Existe igualmente um compromisso de que, caso não se chegue a um acordo ao final da transição, a Irlanda do Norte não será afetada pelas mesmas tarifas e barreiras comerciais que poderão ser impostas ao restante Reino Unido pela União Europeia.
Adiamentos
Inicialmente, o Brexit deveria ter acontecido a 29 de março de 2019, mas foi adiado três vezes, já que Theresa May não conseguiu que o Parlamento Britânico aprovasse o acordo de retirada que havia negociado com a União Europeia.
O desgaste causado pelas rejeições custou-lhe o cargo de primeira-ministra, e Theresa May renunciou, sendo substituída por Boris Johnson em junho do ano passado. Na sua primeira tentativa, o atual primeiro-ministro também fracassou e não conseguiu aprovar um acordo. Tudo mudou, contudo, quando foi reconduzido ao cargo depois do Partido Conservador ter ganho as eleições de dezembro de 2019. Já com a maioria parlamentar garantida, conseguiu aprovar, com facilidade, o seu plano no início deste ano e dar seguimento ao Brexit, cumprindo a data de 31 de janeiro.
Saída ao som de gaita de foles
Os eurodeputados do partido do Brexit do Reino Unido, favoráveis, portanto, a esta separação, deixaram hoje o Parlamento Europeu com destino a Londres, numa encenação cuidade com brandeira britânica e gaita de foles incluídas.

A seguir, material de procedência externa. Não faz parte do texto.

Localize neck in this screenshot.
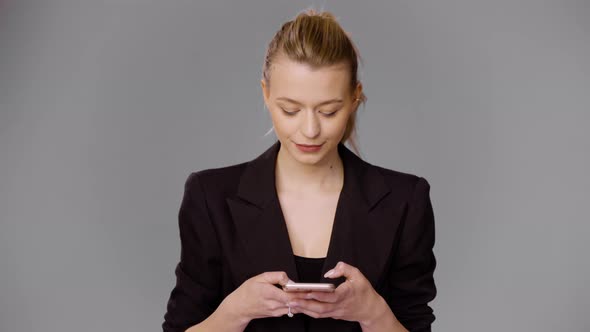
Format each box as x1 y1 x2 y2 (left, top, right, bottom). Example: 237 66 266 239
275 145 344 193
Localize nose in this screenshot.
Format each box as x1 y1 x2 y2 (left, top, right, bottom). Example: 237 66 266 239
301 110 320 139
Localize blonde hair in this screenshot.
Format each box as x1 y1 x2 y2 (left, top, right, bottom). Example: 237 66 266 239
262 9 367 154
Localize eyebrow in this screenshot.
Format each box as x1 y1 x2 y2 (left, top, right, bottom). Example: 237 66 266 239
277 97 342 106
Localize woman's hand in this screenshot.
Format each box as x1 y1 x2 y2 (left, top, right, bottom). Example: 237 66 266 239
289 262 391 325
222 271 294 324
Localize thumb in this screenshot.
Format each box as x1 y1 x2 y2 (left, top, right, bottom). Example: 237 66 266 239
261 271 289 286
324 262 353 279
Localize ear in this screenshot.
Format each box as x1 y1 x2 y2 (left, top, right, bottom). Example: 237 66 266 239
352 82 363 112
260 78 270 109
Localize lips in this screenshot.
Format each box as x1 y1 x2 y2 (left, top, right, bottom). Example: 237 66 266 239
295 143 322 148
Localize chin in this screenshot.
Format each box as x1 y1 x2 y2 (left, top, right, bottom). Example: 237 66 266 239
287 143 329 165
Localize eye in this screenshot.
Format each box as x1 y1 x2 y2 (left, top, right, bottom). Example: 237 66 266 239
320 110 339 117
280 107 299 116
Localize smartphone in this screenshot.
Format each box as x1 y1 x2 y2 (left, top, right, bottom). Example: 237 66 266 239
283 280 336 292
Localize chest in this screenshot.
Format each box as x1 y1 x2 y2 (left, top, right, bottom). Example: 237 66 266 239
279 192 340 257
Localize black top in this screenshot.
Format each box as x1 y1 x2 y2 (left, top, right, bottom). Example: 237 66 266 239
293 255 326 331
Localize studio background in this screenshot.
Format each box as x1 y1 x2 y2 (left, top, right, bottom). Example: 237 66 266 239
0 0 590 332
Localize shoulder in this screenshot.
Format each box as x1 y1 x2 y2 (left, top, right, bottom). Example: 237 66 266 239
185 162 248 193
367 163 430 199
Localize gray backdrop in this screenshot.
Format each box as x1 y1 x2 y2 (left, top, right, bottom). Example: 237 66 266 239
0 0 590 332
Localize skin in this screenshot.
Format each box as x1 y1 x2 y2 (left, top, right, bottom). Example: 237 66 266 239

“Adeus! Não voltaremos”, gritou a deputada Ann Widdecombe, antes da pequena delegação entrar nos táxis em direção à estação de comboios. Já Rupert Lowe diz-se “feliz por voltar. Se acreditam na democracia, sigam o nosso exemplo. Levamos a nossa soberania para casa. É o que povo britânico quer”. O presidente do partido, Nigel Farage, já havia deixado o Parlamento na quarta-feira, após a histórica ratificação pelo Parlamento Europeu do acordo de ‘divórcio’ que encerra 47 anos de adesão do Reino Unido à União Europeia.